Is ‘The Brutalist’ Based on a True Story?

As we zero in on the Oscars 2025 race, one title making its way to the top of every list is The Brutalist. After winning both Best Picture – Drama at the Golden Globes and racking up a whopping nine nominations at the Critics’ Choice Awards this week, this three-and-a-half-hour epic is looking like the film to beat.

Directed by Brady Corbet (Melancholia, Vox Lux), with a script co-written by Corbet and Mona Fastvold, The Brutalist is a harrowing epic that follows the life of a Hungarian-born Jewish architect and Holocaust survivor, named László Tóth. Oscar winner Adrian Brody stars in the lead role, and may just get another Academy Award for his portrayal of an immigrant struggling to achieve the American Dream, who has his life turned around by a wealthy industrialist named Harrison Lee Van Buren (played by Guy Pearce).

Also starring Felicity Jones, Joe Alwyn, Raffey Cassidy, Stacy Martin, Emma Laird, Isaach de Bankolé, and Alessandro Nivola, The Brutalist is a bleak historical drama that speaks to the way the trauma of World War II shaped decades of art and design. But how much of The Brutalist is based on a true story?

THE BRUTALIST, Adrien Brody, 2024.
Photo: Courtesy Everett Collection

Is ‘The Brutalist’ movie based on a true story?

The Brutalist movie is not based on a true story, in the sense that none of the characters are based on real people. Adrien Brody’s character, László Tóth, is not based on one specific real-life architect. Guy Pearce’s character, Harrison Lee Van Buren, is not based on any specific, real-life wealthy industrialist. The story you see play out on screen between the two characters is made up.

That said, the Holocaust, immigration, and post-war modern architecture are all very real things. The Brutalist is a historical fiction drama inspired by the post-war architectural style known as Brutalist architecture, and the way it was inspired and shaped by the Holocaust.

“The film is about how post-war psychology shaped post-war architecture,” explained writer/director Brady Corbet in an interview with The Hollywood Reporter. “Even many of the materials that were used to construct these buildings — a lot of it was developed for wartime. These buildings would not exist if it were not for the trauma that so much of the world went through.”
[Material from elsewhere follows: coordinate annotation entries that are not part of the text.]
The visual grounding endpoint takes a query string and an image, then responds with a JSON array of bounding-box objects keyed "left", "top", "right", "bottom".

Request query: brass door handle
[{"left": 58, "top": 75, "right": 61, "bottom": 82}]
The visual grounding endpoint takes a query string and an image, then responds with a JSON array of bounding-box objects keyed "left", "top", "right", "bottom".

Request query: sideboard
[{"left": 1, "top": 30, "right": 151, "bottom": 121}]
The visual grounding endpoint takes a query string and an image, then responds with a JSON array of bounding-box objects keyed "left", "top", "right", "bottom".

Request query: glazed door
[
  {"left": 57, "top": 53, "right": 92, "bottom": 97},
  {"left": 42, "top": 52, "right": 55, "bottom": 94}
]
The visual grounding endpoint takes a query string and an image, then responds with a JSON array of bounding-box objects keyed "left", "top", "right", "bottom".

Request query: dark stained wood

In an interview with Adrien Brody for NPR, the star said that one key reference for the movie was real-life Hungarian-German Jewish modernist architect, Marcel Breuer, who immigrated to the United States in 1937. So, unlike Brody’s character, Bruer was able to escape before the Holocaust.

Marcel Breuer, 1928.
Marcel Breuer, 1928. Photo: Heritage Images via Getty Images

It’s also possible Corbet was inspired by Louis Isadore Kahn, and Estonian-born American Jewish architect whose family immigrated to the U.S. in 1906. There’s a 2003 Oscar-nominated documentary about Kahn, My Architect: A Son’s Journey, made by his son, which you can watch on streaming on the Criterion Channel.
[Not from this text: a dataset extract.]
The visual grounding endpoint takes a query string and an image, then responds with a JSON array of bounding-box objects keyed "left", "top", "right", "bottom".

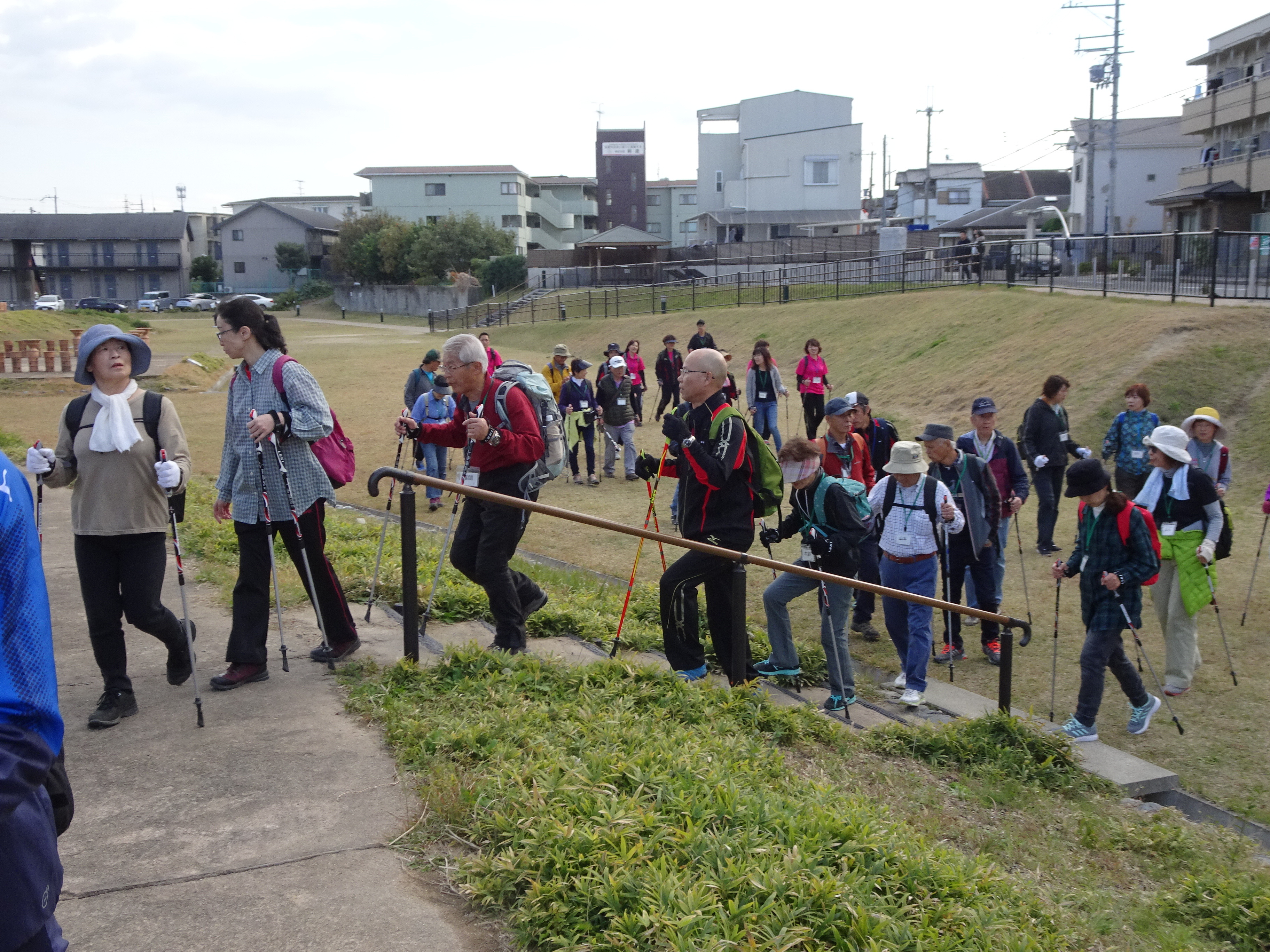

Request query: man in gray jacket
[{"left": 917, "top": 423, "right": 1001, "bottom": 664}]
But again, all of these are merely points of inspiration, not the actual basis for the story. As Brody explained in the NPR interview, “The Brutalist is a fictional story. And the reason it’s a fictional story is because when Brady and Mona [Fastvold, Corbet’s co-writer] were doing their research to try and write a film about a European architect who survived the Nazi occupation and carried on his work in America, there were none to be found because they’d all been killed.”

For his performance, Brody has also said he was inspired by his family’s own immigration story. Brody’s mother—photographer Sylvia Plachy, famous in her own right—was born in Hungary, and, when she was just 13 years old, fled to New York City with Brody’s grandparents during World War II.

“There’s a very interesting parallel with the character that I play, Laszlo Toth,” Brody said in that same interview with NPR. “I feel like my mother, as an artist and her beautiful sensitivity and empathy for others, all of that is enhanced from her own struggles and her own consciousness of the struggles of others. But she shared so much along the years with me, both stories of my grandparents and her having to say goodbye to her friends without —she was only told she was having to flee the day before they left.”